I am trying to use the reddit loader to load a reddit corpus with the following command
prodigy ner.teach writingStyle_ner en_core_web_lg reddit_data/2013/RC_2013-01.bz2 --loader reddit --label writingStyle --patterns data/writingStyle_patterns.jsonl
When not using the reddit loader/corpus I am able to do the annotation training just fine, but if I run the reddit loader with this command I get this error:
OSError: Invalid data stream.
Any help would be appreciated. Thank you!

I just had a look at what might cause the error and it seems like it’s triggered within the bz2 module when uncompressing the file. Most of the threads I found online report that it was caused by a corrputed file – so just as a sanity check, could you try uncompressing it manually and check if everything looks alright?

I was having issues unzipping the files so I redownloaded them from another source and it worked! I apologize if I should open another issue for this but is there an easy way to use the reddit loader for just a specific subreddit? Im not getting a lot of annotations that I am approving by using the entire reddit corpus, so limiting it down would be useful.
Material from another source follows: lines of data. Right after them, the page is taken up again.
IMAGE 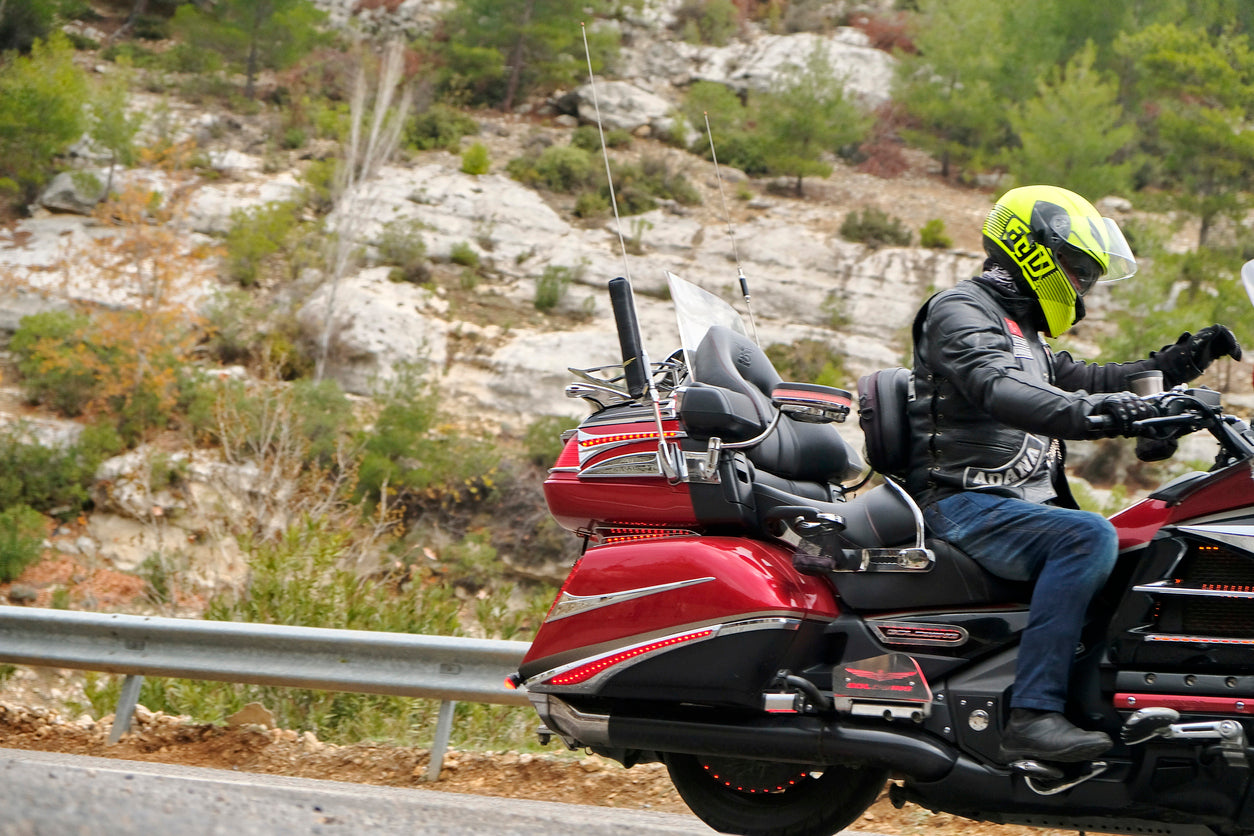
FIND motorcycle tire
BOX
[663,753,887,836]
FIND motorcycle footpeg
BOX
[1121,706,1181,745]
[1012,760,1109,796]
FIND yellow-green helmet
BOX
[982,185,1137,337]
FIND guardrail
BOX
[0,607,531,779]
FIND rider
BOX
[905,184,1242,763]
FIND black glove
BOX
[1152,324,1243,384]
[1094,392,1161,437]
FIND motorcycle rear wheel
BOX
[664,753,887,836]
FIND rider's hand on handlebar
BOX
[1191,324,1243,368]
[1094,392,1162,438]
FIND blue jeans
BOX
[923,492,1118,713]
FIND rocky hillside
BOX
[0,0,1250,608]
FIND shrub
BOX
[460,142,490,175]
[919,218,953,249]
[405,103,478,152]
[523,416,576,467]
[223,201,300,286]
[449,241,479,268]
[0,505,45,583]
[0,422,121,517]
[573,189,609,218]
[674,0,741,45]
[532,145,595,192]
[355,364,499,512]
[374,219,429,284]
[535,264,576,311]
[766,339,847,388]
[10,310,99,416]
[571,124,632,152]
[840,207,912,249]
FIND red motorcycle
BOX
[511,270,1254,836]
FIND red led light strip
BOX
[544,629,715,686]
[578,430,680,448]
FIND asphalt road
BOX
[0,747,719,835]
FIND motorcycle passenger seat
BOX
[692,326,864,485]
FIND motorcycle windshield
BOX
[667,271,749,373]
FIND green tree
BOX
[1114,23,1254,247]
[0,32,89,202]
[893,0,1012,179]
[1006,42,1137,199]
[759,43,870,195]
[170,0,328,98]
[437,0,619,111]
[87,62,145,196]
[0,0,55,53]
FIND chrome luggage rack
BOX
[564,353,686,411]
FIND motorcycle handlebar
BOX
[608,277,648,399]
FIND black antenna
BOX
[704,111,760,345]
[581,23,681,481]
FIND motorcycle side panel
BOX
[521,537,839,680]
[1112,461,1254,550]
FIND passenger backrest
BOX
[857,367,912,480]
[693,326,863,484]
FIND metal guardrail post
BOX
[426,699,457,781]
[108,674,145,744]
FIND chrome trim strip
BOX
[579,451,664,478]
[526,617,802,695]
[1134,581,1254,599]
[1177,523,1254,553]
[548,577,717,621]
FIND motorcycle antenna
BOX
[704,111,760,346]
[581,22,632,281]
[582,23,682,481]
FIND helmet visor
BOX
[1093,216,1137,284]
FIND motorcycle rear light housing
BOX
[578,429,681,449]
[590,525,696,546]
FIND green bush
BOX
[0,504,45,583]
[766,339,847,388]
[0,422,121,517]
[374,219,429,284]
[675,0,741,45]
[572,189,609,218]
[355,364,499,510]
[523,416,576,467]
[571,124,632,152]
[527,145,596,193]
[919,218,953,249]
[535,264,576,311]
[450,242,480,269]
[405,103,478,152]
[10,310,99,416]
[460,142,490,175]
[223,201,300,286]
[840,207,912,249]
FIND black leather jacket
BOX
[905,278,1171,508]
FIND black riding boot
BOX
[999,708,1112,763]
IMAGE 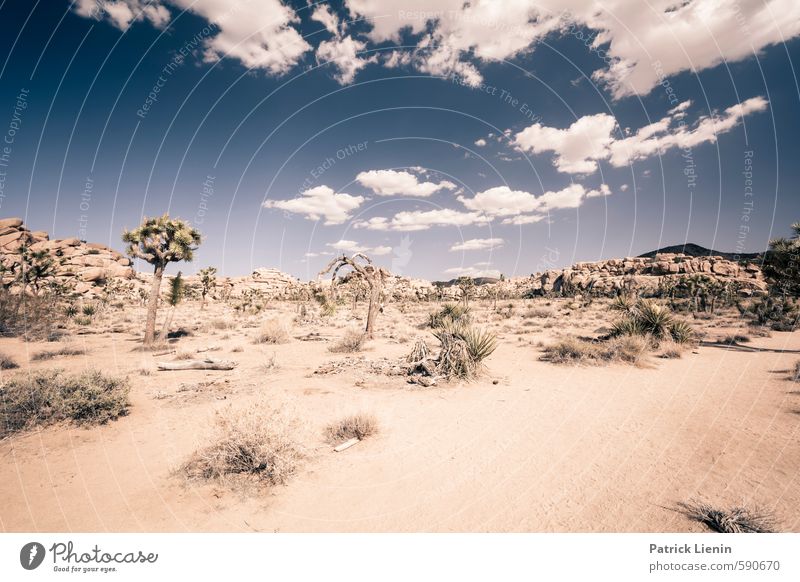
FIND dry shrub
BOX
[324,412,378,444]
[181,404,302,486]
[173,350,195,360]
[329,327,365,353]
[428,303,471,328]
[523,307,553,319]
[0,352,19,370]
[31,345,87,361]
[678,501,778,533]
[254,318,291,344]
[542,334,649,366]
[657,339,686,359]
[0,369,130,438]
[792,360,800,383]
[0,291,62,341]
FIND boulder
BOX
[0,217,23,229]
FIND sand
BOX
[1,298,798,532]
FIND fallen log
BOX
[157,358,237,371]
[333,437,360,452]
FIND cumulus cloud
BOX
[356,169,456,197]
[75,0,170,29]
[345,0,800,97]
[474,138,487,147]
[263,185,364,225]
[311,4,341,35]
[450,238,505,252]
[514,97,768,173]
[316,35,376,84]
[75,0,310,75]
[325,239,392,255]
[354,208,490,231]
[443,265,501,278]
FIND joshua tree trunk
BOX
[144,264,164,345]
[366,282,381,338]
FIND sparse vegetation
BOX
[324,412,378,444]
[678,501,778,533]
[610,299,695,345]
[180,405,302,486]
[0,351,19,369]
[254,318,291,344]
[329,327,365,353]
[0,369,130,438]
[31,345,87,361]
[542,334,649,366]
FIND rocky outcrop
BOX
[519,253,767,297]
[0,218,134,295]
[0,217,767,301]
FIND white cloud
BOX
[474,138,487,147]
[75,0,311,75]
[263,185,364,225]
[316,35,376,84]
[371,245,392,255]
[311,4,341,35]
[355,208,490,231]
[620,183,629,192]
[356,169,456,197]
[327,239,367,252]
[450,238,505,252]
[444,265,502,278]
[501,214,547,226]
[459,186,540,217]
[514,96,768,174]
[513,114,617,174]
[346,0,800,97]
[75,0,171,29]
[586,184,612,198]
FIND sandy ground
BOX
[1,297,798,532]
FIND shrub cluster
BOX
[0,369,130,438]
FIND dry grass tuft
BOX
[324,412,379,444]
[181,404,302,486]
[254,319,291,344]
[656,339,686,359]
[678,501,778,533]
[542,334,649,366]
[31,345,87,361]
[0,351,19,370]
[792,360,800,383]
[329,327,365,353]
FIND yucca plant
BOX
[610,294,636,312]
[669,320,695,344]
[429,303,471,328]
[633,299,674,339]
[432,321,497,379]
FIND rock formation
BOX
[0,218,768,302]
[0,217,134,295]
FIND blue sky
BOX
[0,0,798,280]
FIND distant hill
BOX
[638,243,761,262]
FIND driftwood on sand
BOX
[157,358,237,371]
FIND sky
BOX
[0,0,799,280]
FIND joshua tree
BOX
[198,266,217,309]
[763,221,800,298]
[457,276,474,306]
[122,214,201,345]
[319,253,389,338]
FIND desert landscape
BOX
[1,215,798,533]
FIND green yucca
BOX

No worries, glad it all worked now! :+1:

Yes, that definitely makes sense. The stream produced by the Reddit loader (and all other loaders) is a regular Python generator, so you can always implement your own filtering at runtime with a custom loader and by calling the Reddit loader directly in your code (see the PRODIGY_README.html for more details and API docs).

However, it might actually be more efficient to pre-process the data, create a new input file with only the selected subreddit(s) and then load that into Prodigy. That’s also how we did it for our video tutorial.